The memo states: “CMS regulations requires that home health agencies provide the types of services, supplies and equipment required by the individualized plan of care.  HHA’s are normally expected to provide supplies for respiratory hygiene and cough etiquette, including 60%-95% alcohol-based hand sanitizer (ABHS).  State and Federal surveyors should not cite home health agencies for not providing certain supplies (e.g., personal protective equipment (PPE) such as gowns, respirators, surgical masks and alcohol-based hand rubs (ABHR)) if they are having difficulty obtaining these supplies for reasons outside of their control.  However, we do expect providers/suppliers to take actions to mitigate any resource shortages and show they are taking all appropriate steps to obtain the necessary supplies as soon as possible” [Emphasis added].

Note that the memorandum makes clear that HHAs are expected to provide ongoing care, even when therapeutic interventions are required: “Are there specific considerations for patients requiring therapeutic interventions?  Patients with known or suspected COVID-19 should continue to receive the intervention appropriate for the severity of their illness and overall clinical condition. Because some procedures create high risks for transmission (close patient contact during care) precautions include: 1) HCP [health care providers] should wear all recommended PPE [personal protective equipment], 2) the number of HCP present should be limited to essential personnel, and 3) any supplies brought into, used, and removed from the home must be cleaned and disinfected in accordance with environmental infection control guidelines.”

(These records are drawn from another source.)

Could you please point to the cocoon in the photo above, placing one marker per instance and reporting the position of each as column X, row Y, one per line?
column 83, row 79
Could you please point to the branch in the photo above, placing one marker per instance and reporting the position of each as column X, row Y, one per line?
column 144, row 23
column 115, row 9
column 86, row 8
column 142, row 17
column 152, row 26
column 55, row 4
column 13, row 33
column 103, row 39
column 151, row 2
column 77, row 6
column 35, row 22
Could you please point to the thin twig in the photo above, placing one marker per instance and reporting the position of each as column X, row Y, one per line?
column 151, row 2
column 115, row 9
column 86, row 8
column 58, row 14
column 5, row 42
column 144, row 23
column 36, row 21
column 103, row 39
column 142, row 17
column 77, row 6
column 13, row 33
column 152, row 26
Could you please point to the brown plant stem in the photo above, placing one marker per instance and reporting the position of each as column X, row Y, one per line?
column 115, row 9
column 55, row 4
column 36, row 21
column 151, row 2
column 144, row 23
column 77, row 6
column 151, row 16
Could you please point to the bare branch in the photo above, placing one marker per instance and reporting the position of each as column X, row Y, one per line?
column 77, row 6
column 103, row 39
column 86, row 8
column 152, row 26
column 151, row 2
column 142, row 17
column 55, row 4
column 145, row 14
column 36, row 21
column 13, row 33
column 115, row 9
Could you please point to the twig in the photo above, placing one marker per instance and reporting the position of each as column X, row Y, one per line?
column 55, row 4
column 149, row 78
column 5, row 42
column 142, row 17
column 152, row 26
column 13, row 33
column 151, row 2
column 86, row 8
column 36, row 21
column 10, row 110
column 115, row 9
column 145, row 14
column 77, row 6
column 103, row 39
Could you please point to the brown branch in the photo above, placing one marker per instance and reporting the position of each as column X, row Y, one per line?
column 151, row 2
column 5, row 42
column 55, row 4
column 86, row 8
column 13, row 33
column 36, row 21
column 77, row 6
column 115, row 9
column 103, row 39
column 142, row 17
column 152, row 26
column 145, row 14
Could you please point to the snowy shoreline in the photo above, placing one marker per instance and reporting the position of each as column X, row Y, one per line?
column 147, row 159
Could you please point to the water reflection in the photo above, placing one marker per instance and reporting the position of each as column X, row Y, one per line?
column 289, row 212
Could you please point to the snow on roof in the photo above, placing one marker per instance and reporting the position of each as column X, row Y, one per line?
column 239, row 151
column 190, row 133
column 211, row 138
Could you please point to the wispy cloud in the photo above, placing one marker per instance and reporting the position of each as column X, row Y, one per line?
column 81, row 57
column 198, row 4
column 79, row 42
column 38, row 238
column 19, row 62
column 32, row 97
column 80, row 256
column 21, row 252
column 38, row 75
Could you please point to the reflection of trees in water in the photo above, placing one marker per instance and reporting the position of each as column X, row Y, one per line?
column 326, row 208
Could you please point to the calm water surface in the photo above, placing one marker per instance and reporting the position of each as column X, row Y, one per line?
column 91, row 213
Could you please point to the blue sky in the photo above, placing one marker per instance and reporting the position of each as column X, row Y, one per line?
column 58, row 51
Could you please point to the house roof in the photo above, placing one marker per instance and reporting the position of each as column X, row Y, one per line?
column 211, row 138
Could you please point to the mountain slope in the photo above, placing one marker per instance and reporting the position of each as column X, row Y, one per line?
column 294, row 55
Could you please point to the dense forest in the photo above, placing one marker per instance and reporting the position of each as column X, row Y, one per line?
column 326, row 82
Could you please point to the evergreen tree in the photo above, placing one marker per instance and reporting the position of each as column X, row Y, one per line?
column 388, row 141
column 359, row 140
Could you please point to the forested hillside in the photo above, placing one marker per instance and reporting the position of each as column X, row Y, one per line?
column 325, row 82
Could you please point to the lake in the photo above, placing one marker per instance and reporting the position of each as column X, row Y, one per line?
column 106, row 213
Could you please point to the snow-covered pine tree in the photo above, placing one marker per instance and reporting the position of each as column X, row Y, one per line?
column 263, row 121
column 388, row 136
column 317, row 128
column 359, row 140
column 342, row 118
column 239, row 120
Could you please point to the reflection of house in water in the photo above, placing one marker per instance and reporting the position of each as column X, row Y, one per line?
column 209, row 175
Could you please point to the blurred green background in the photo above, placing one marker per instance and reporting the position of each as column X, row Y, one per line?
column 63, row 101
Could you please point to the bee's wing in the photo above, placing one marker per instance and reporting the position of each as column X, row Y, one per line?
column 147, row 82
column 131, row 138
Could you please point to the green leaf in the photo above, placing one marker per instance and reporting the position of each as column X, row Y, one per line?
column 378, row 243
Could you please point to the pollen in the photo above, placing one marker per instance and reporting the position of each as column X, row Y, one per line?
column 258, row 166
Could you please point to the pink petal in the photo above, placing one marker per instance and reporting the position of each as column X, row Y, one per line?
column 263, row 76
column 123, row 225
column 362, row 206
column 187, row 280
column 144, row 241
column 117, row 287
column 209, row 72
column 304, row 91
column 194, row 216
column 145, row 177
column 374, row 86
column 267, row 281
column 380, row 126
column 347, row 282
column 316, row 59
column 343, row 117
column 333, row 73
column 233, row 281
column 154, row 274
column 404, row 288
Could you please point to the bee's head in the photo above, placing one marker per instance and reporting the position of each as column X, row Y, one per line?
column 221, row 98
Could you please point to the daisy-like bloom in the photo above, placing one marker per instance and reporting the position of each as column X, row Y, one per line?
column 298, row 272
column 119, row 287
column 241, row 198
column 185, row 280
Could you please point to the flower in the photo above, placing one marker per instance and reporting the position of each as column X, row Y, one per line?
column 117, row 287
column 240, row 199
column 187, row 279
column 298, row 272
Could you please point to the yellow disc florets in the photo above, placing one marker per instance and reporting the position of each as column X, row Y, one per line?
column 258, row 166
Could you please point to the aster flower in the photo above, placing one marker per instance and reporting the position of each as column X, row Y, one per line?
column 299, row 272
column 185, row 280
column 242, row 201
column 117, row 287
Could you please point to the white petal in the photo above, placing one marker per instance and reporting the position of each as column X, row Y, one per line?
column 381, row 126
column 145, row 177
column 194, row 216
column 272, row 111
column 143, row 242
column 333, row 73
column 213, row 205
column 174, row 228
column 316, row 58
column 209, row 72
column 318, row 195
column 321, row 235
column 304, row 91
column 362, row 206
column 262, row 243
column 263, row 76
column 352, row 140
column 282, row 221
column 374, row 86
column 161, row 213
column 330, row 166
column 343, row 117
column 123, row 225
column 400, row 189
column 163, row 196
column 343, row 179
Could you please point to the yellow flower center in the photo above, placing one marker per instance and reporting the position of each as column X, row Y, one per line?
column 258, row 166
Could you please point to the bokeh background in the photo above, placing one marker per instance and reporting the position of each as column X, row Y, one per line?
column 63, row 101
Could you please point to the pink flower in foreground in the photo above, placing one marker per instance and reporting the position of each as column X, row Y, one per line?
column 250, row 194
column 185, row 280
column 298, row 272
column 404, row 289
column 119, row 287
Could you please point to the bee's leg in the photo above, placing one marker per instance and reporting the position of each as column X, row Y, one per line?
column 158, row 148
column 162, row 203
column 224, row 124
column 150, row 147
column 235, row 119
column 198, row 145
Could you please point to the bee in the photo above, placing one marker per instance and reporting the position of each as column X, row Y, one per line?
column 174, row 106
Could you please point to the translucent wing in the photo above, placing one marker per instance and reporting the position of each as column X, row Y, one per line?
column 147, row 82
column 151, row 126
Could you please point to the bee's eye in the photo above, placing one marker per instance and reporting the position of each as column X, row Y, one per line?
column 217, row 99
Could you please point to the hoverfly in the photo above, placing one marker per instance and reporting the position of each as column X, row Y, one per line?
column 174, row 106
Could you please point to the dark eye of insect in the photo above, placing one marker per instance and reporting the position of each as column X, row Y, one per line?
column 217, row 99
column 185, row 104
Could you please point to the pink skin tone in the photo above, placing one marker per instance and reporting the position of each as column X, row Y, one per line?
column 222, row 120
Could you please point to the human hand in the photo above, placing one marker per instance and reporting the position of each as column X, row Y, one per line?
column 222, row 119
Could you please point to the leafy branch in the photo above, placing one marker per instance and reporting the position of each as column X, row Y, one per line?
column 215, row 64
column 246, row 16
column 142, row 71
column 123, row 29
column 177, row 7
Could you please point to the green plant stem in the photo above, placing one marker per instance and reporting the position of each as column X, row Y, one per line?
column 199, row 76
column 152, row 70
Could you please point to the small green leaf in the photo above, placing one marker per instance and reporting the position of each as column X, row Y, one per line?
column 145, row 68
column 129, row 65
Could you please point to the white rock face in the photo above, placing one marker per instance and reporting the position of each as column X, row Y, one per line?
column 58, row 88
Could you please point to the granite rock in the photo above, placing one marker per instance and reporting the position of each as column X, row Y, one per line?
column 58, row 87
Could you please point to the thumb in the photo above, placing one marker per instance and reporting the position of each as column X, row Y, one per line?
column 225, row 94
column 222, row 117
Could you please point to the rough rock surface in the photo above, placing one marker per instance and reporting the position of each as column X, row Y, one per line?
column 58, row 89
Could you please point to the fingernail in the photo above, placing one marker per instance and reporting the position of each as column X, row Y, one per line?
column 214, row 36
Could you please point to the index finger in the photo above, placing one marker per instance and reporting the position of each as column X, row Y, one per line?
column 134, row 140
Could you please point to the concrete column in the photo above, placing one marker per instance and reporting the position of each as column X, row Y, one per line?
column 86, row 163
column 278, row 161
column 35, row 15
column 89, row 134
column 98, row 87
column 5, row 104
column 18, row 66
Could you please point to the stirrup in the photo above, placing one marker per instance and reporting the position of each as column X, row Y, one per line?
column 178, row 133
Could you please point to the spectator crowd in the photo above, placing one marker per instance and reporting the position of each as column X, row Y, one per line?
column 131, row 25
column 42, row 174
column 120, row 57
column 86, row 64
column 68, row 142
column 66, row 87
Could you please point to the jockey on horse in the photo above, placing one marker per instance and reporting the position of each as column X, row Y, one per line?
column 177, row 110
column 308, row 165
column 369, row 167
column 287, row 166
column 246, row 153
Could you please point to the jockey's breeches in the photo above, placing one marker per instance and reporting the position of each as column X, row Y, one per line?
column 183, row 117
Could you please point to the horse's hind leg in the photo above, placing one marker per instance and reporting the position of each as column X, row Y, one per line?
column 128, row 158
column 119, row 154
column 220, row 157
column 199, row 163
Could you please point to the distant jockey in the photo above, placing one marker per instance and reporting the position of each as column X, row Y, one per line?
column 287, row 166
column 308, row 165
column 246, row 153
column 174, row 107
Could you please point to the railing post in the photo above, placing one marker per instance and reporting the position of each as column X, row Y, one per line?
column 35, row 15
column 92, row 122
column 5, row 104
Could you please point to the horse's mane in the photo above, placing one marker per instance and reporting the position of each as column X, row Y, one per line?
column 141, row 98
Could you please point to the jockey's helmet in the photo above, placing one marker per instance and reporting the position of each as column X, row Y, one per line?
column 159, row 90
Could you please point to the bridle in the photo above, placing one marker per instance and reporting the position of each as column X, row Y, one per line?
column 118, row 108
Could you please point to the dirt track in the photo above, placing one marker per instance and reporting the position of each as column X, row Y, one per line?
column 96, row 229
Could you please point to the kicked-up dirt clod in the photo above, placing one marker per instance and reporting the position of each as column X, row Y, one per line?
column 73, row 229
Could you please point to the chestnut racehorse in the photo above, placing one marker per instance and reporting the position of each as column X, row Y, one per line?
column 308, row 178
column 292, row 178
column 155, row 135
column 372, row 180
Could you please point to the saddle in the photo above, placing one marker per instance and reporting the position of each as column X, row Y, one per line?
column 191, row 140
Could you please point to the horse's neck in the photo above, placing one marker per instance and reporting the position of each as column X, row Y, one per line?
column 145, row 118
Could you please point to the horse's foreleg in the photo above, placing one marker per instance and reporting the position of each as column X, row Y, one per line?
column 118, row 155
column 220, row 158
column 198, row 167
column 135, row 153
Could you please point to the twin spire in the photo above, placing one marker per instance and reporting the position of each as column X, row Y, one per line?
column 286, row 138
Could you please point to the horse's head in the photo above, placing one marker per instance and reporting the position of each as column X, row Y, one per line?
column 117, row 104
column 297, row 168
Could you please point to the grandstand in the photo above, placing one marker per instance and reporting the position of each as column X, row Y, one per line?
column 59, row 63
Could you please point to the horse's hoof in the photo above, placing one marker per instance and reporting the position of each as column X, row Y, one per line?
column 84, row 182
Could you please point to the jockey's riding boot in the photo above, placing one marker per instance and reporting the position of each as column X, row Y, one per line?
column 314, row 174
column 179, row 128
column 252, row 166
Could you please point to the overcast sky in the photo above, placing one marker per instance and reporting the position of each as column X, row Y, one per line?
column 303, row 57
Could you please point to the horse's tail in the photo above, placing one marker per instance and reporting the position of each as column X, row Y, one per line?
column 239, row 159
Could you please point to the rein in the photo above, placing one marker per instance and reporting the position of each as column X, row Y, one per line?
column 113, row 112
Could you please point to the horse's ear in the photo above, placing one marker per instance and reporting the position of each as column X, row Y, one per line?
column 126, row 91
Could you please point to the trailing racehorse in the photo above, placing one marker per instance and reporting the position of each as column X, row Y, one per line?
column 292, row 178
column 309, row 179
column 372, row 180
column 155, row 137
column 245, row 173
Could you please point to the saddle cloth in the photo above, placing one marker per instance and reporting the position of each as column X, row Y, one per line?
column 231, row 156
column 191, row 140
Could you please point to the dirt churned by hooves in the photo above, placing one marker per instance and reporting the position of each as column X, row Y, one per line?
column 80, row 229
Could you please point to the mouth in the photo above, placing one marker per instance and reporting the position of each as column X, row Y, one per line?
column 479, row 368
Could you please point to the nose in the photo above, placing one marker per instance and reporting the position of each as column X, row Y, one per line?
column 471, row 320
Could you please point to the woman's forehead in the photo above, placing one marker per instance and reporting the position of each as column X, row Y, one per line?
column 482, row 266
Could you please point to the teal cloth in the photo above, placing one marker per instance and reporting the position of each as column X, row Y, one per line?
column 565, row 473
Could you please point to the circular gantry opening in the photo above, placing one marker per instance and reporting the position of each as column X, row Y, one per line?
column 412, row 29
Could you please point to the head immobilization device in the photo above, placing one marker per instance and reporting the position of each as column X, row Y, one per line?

CMS has also issued guidance for dialysis providers, including when such facilities are beyond capacity: “When transmission in the community is identified, the local medical system’s capacity to accept hemodialysis patients for treatment may be exceeded. Public health authorities and dialysis facilities should refer to pandemic and emergency preparedness plans to help determine alternatives. Alternative options may include the need to continue dialysis in the outpatient hemodialysis setting if the patient’s condition does not require a higher level of care.”

General Provider Issues

CMS has issued a COVID-19 Emergency Declaration Health Care Providers Fact Sheet that outlines a number of flexibilities being given to providers in an effort to address COVID-19, including:

  • Provider Locations – CMS is temporarily waiving requirements that out-of-state providers be licensed in the state where they are providing services when they are licensed in another state.
  • Expedited provider enrollment procedures, including temporary Medicare billing privileges
  • Durable Medical Equipment, Etc. – CMS states: “Where Durable Medical Equipment Prosthetics, Orthotics, and Supplies (DMEPOS) is lost, destroyed, irreparably damaged, or otherwise rendered unusable, contractors have the flexibility to waive replacements requirements such that the face-to-face requirement, a new physician’s order, and new medical necessity documentation are not required. Suppliers must still include a narrative description on the claim explaining the reason why the equipment must be replaced and are reminded to maintain documentation indicating that the DMEPOS was lost, destroyed, irreparably damaged or otherwise rendered unusable or unavailable as a result of the emergency” [emphasis added].

Medicare Appeals

The memo also addresses Appeals filed by providers, noting that blanket waivers are available for “Medicare appeals in Fee for Service, MA and Part D” including:

  • “Extension to file an appeal
  • Waive timeliness for requests for additional information to adjudicate the appeal;
  • Processing the appeal even with incomplete Appointment of Representation forms but communicating only to the beneficiary;
  • Process requests for appeal that don’t meet the required elements using information that is available.
  • Utilizing all flexibilities available in the appeal process as if good cause requirements are satisfied”

Although the memo does not address appeals filed by beneficiaries and those assisting them (other than providers), the Center for Medicare Advocacy urges such individuals who are filing appeals in good faith to explicitly note on their appeal documentation that they are requesting good cause allowances for any late filings due to the national COVID-19 emergency.